What happened
The Dniprovskyi District Prosecutor's Office of the city of Kyiv has forwarded an indictment to court against the head of the company that carried out the capital repairs of Hydropark from December 2024 to October of the same year. The investigation established that **the head signed acts with inflated prices for construction materials**, without verifying the justification for their cost. As a result, the city budget was overcharged by more than **UAH 1.2 million**.
Details and consequences
During the pre-trial investigation the defendant reimbursed the caused damages and voluntarily transferred **UAH 200,000** to the needs of the Armed Forces of Ukraine. The actions of the head have been qualified under Part 2 of Article 367 of the Criminal Code of Ukraine; the case has been forwarded to court for consideration on the merits.
Context: why this matters
When the country spends every hryvnia under full-scale war conditions, such cases have a double effect: direct budget losses and a drop in trust in the public procurement system. **The problem is not only individual overpayments — it lies in gaps in control that allow budgets to be inflated or prices to be coordinated between entities**.
More in the case
In December last year law enforcement officials notified three officials of suspicion in embezzling more than UAH 1.2 million during the capital repair of Hydropark: the deputy head of the management of the municipal enterprise "Kyivzelenbud", the director of a private company, and an estimator are accused of collusion and inflating prices for building materials.
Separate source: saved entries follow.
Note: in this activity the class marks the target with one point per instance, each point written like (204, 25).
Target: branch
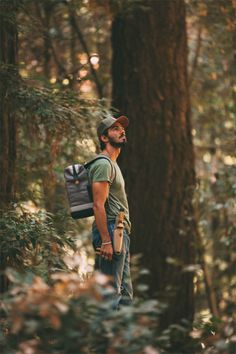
(196, 56)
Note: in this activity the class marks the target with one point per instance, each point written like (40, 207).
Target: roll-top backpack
(79, 190)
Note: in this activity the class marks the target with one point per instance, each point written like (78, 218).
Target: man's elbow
(98, 206)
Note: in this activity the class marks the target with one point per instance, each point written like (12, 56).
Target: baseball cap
(109, 121)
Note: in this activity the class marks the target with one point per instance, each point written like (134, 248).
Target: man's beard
(116, 144)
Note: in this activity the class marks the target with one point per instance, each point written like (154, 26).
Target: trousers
(118, 267)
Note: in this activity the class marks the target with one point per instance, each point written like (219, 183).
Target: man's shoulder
(101, 164)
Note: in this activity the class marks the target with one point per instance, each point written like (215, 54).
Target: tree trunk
(8, 60)
(150, 85)
(8, 71)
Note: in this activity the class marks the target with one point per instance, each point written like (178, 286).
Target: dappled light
(169, 66)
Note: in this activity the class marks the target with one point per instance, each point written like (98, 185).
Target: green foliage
(29, 241)
(74, 317)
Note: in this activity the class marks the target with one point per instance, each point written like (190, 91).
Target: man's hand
(105, 251)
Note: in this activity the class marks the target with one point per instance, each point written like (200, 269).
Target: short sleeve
(100, 171)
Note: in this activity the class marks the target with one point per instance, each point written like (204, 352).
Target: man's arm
(100, 195)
"The actions of the head of the enterprise have been qualified under Part 2 of Article 367 of the Criminal Code of Ukraine. The case has been sent to court for consideration on the merits."
— Kyiv City Prosecutor's Office
Conclusion
The case must be considered by a court — and this is a test for the system: will the law work, not just public resonance. For now, the case underscores the need to strengthen control over estimates, ensure transparent procurement procedures, and ensure a swift response from anti-corruption mechanisms. In wartime, effective financial control is not bureaucracy but an element of national security. Whether institutions can fix the identified gaps is a question Kyiv residents and the state are awaiting answers to.